Equinor and Shell have announced that they will combine their North Sea oil and gas assets to create a new company.
When the deal is signed off Equinor UK will control 50% of the new firm and Shell UK will hold the remaining 50% stake – creating what will be the UK’s largest independent producer employing 1,300 people.
The company will be based in Aberdeen and will be set up to sustain domestic oil and gas production and the security of energy supply in Britain, Equinor said.
The firm will take over stakes of Equinor’s Mariner, Rosebank and Buzzard fields and Shell’s Shearwater, Penguins, Gannet, Nelson, Pierce, Jackdaw, Victory, Clair and Schiehallion.
Equinor confirmed that “a range of exploration licenses will also be part of the transaction”.
Equinor’s executive vice president for exploration and production international, Philippe Mathieu, said: “Equinor has been a reliable energy partner to the UK for over 40 years, providing oil and gas, developing the offshore wind industry, and advancing decarbonisation.
“This transaction strengthens Equinor’s near-term cash flow, and by combining Equinor’s and Shell’s long-standing expertise and competitive assets, this new entity will play a crucial role in securing the UK’s energy supply.”
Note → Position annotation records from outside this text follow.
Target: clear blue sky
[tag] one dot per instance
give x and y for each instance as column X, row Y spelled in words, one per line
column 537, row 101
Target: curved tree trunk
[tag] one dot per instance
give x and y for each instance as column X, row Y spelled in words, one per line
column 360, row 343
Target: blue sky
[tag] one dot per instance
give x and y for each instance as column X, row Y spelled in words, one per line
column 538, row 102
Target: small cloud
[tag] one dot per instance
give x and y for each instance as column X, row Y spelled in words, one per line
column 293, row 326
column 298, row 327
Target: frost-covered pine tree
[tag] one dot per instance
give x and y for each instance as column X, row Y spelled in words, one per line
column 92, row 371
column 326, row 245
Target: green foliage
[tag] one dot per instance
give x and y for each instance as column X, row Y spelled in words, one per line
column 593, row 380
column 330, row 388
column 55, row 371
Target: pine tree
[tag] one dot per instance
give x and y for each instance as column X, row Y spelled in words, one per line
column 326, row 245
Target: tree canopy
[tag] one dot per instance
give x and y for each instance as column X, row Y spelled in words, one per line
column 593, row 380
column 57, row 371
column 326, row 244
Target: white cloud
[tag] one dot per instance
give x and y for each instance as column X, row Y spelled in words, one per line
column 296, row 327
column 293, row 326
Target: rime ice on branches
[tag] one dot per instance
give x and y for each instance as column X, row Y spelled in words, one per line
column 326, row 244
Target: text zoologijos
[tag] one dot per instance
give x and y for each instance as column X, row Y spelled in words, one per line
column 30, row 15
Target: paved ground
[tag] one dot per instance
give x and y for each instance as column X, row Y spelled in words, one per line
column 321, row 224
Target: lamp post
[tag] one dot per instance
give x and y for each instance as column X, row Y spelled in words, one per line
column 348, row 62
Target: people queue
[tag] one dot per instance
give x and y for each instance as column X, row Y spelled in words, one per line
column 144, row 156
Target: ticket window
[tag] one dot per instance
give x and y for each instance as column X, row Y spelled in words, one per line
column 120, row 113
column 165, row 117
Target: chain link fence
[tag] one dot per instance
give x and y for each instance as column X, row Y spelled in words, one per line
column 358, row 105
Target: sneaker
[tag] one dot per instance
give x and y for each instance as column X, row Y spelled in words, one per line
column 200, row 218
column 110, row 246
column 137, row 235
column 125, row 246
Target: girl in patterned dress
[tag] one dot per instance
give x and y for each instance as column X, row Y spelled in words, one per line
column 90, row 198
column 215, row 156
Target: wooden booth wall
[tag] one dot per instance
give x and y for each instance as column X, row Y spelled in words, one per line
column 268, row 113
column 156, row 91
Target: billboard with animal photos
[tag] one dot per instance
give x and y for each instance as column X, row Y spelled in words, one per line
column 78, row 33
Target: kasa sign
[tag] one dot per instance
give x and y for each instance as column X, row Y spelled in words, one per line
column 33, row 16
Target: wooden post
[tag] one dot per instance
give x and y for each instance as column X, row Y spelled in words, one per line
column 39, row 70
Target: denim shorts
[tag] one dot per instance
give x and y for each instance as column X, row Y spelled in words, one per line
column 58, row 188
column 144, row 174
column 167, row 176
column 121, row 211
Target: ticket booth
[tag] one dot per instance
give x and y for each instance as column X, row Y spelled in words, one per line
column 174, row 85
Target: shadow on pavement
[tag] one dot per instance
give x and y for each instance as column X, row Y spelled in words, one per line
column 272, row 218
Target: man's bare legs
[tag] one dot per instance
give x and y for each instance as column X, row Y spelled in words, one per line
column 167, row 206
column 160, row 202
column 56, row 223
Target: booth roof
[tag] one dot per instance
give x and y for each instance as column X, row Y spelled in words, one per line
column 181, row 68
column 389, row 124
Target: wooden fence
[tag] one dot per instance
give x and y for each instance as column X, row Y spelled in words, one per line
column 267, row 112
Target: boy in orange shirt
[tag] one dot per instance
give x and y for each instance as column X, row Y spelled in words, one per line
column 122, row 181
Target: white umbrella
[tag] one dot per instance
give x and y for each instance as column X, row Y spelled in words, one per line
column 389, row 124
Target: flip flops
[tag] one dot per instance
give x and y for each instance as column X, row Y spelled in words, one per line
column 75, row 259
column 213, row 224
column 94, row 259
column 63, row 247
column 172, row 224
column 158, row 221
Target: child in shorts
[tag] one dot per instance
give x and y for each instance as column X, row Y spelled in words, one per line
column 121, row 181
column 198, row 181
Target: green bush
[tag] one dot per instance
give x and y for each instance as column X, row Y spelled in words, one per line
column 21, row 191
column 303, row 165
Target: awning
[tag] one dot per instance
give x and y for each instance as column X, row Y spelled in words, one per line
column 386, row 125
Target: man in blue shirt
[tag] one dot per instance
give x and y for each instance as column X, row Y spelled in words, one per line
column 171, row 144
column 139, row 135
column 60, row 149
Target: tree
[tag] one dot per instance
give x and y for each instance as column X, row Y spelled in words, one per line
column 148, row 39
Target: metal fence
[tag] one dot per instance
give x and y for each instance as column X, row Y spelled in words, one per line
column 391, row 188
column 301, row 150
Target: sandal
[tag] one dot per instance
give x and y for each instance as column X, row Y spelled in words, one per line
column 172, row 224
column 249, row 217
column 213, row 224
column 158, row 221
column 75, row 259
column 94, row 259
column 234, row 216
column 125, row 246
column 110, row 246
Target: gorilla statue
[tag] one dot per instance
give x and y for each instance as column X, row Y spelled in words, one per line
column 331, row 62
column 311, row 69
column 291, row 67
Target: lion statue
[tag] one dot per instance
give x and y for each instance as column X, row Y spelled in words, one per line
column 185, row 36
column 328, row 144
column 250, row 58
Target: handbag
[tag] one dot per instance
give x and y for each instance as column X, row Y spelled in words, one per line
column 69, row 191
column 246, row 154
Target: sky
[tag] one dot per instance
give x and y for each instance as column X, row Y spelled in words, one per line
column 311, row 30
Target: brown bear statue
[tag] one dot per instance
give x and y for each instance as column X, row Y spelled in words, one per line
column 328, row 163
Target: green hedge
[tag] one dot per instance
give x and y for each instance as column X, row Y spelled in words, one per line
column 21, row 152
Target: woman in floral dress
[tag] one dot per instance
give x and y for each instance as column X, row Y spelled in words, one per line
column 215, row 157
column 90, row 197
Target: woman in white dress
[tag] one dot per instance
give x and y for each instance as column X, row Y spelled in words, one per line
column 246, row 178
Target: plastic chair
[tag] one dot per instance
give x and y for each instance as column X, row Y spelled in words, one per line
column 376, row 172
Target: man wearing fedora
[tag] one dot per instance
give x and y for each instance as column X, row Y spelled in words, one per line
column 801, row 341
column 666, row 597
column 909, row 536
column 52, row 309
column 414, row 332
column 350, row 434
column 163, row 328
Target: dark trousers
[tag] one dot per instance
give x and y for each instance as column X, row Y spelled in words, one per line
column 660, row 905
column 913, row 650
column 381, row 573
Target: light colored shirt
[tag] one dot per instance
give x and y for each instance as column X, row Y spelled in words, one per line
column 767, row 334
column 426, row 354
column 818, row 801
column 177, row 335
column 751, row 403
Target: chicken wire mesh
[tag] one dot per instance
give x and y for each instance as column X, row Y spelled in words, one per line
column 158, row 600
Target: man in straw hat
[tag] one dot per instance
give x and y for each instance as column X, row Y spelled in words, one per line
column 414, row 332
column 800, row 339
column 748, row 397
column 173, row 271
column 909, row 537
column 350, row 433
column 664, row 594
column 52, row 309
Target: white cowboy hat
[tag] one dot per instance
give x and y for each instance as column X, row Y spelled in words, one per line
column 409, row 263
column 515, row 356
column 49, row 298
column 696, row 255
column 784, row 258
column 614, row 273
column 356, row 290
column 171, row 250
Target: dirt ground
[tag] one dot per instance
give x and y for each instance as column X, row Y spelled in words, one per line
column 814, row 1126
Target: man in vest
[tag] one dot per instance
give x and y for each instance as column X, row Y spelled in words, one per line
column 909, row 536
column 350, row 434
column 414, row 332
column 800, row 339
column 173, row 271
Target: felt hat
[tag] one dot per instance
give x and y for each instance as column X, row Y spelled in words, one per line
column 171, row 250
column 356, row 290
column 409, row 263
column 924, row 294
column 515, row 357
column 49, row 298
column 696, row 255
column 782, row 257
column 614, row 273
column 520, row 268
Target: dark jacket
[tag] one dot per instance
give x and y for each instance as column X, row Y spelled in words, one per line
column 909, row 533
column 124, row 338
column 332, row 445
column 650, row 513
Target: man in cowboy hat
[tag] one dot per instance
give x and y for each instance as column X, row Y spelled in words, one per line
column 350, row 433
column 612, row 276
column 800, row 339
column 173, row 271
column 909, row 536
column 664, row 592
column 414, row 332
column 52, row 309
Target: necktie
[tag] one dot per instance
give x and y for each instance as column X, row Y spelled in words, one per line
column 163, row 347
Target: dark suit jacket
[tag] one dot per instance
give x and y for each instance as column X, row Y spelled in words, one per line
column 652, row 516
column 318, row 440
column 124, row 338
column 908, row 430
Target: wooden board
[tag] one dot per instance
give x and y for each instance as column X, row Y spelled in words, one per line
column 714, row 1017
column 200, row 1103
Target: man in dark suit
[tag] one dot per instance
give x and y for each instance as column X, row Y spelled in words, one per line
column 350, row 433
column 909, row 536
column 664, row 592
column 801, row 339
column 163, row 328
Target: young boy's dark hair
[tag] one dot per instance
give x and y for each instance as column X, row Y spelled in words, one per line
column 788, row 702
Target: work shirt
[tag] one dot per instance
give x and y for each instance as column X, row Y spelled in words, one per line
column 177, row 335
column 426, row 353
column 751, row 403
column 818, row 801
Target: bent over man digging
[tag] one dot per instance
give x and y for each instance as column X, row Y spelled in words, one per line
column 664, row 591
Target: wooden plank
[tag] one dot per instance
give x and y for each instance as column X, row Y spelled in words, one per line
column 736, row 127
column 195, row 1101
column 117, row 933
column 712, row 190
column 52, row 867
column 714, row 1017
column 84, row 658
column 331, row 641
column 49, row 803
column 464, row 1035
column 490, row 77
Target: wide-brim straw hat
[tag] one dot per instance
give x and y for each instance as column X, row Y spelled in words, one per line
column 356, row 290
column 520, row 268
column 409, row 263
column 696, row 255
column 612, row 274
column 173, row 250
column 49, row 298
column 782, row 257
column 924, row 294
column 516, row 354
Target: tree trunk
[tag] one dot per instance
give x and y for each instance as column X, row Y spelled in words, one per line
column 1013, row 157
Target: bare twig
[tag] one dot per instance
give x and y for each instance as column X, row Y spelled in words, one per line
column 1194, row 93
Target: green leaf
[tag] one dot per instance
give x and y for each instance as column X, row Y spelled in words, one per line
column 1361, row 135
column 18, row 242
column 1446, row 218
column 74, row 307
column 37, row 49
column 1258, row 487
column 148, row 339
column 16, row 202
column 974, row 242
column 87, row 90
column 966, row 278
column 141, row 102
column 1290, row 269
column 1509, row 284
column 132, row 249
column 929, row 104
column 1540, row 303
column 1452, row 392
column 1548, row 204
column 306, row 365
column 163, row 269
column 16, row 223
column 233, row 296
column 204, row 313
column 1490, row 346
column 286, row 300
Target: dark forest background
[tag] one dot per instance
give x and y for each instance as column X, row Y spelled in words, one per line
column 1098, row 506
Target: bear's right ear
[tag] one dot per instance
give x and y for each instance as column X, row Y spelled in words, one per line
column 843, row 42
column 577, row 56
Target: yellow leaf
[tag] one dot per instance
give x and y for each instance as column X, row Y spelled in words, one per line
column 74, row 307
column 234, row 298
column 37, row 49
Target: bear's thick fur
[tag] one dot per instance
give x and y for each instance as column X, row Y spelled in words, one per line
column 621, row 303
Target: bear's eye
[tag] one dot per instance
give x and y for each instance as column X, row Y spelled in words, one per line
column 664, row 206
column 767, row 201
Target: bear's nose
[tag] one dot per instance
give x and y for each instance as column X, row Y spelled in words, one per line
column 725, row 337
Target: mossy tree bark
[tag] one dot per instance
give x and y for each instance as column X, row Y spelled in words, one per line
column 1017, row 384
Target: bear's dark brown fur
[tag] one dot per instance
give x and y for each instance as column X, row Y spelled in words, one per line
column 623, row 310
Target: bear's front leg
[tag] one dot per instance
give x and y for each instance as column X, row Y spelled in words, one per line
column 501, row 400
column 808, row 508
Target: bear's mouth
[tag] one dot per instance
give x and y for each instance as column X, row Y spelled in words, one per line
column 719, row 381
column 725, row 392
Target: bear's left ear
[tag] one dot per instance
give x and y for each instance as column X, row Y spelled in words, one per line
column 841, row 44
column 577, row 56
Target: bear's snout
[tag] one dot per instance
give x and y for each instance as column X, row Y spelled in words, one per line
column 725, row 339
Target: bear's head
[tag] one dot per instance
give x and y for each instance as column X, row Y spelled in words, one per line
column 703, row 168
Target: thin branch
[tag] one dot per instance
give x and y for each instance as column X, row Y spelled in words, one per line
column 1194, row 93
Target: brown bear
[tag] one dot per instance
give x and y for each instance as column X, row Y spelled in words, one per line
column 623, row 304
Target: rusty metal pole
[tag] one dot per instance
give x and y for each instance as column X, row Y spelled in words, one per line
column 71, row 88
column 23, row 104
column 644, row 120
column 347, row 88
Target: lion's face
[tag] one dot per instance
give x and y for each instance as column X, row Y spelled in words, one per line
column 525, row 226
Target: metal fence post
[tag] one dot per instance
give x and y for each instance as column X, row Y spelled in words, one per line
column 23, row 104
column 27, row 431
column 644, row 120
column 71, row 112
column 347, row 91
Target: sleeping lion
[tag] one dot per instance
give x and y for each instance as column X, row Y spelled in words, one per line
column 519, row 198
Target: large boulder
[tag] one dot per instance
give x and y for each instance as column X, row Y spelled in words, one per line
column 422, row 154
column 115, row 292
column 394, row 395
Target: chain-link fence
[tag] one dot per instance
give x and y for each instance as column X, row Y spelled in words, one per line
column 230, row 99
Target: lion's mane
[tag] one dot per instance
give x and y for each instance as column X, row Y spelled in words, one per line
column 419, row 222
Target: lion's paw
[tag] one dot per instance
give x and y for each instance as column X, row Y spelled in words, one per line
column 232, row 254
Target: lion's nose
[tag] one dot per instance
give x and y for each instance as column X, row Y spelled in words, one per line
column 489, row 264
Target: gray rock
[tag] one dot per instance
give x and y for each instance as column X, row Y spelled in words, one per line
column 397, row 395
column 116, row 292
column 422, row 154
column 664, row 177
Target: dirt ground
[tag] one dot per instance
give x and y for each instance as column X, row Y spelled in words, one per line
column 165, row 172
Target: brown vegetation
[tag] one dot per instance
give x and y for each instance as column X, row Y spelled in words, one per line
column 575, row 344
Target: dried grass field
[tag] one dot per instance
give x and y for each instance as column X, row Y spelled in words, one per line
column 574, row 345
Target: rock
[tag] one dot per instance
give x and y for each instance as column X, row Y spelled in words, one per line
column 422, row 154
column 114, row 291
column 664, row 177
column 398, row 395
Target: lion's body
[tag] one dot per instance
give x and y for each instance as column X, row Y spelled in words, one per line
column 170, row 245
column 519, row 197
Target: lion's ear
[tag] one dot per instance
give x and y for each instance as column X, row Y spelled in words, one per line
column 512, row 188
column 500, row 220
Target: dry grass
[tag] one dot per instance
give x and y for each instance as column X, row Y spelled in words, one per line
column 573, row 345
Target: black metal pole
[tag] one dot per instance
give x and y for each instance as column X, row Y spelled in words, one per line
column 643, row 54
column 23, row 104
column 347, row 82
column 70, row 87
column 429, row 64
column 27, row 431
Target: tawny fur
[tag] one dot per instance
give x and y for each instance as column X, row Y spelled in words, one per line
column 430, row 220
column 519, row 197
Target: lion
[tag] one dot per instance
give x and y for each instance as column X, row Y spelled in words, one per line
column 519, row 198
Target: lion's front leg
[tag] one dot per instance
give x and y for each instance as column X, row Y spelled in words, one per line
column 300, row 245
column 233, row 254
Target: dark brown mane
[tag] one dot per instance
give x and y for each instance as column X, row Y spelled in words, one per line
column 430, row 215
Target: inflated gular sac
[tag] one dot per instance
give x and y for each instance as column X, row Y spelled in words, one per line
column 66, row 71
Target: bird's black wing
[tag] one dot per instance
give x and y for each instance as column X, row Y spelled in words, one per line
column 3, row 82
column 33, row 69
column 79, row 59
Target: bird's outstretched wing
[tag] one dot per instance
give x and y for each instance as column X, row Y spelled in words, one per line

Shell’s integrated gas and upstream director, Zoë Yujnovich, added: “Domestically produced oil and gas is expected to have a significant role to play in the future of the UK’s energy system.
“To achieve this in an already mature basin, we are combining forces with Equinor, a partner of many years.
“The new venture will help play a critical role in a balanced energy transition providing the heat for millions of UK homes, the power for industry and the secure supply of fuels people rely on.”
The new company is expected to produce over 140,000 barrels of oil equivalent per day in 2025.
Equinor has said it will retain ownership of its cross-border assets, Utgard, Barnacle and Statfjord and offshore wind portfolio including Sheringham Shoal, Dudgeon, Hywind Scotland and Dogger Bank. It will also retain the hydrogen, carbon capture and storage, power generation, battery storage and gas storage assets.
Meanwhile, Shell will retain ownership of its interests in the Fife NGL plant, St Fergus Gas Terminal and floating wind projects under development – MarramWind and CampionWind.
Shell will also remain technical developer of Acorn, Scotland’s largest carbon capture and storage project.
The transaction has economic effect on January 1 2025. Completion of the transaction remains subject to approvals and is expected by the end of 2025.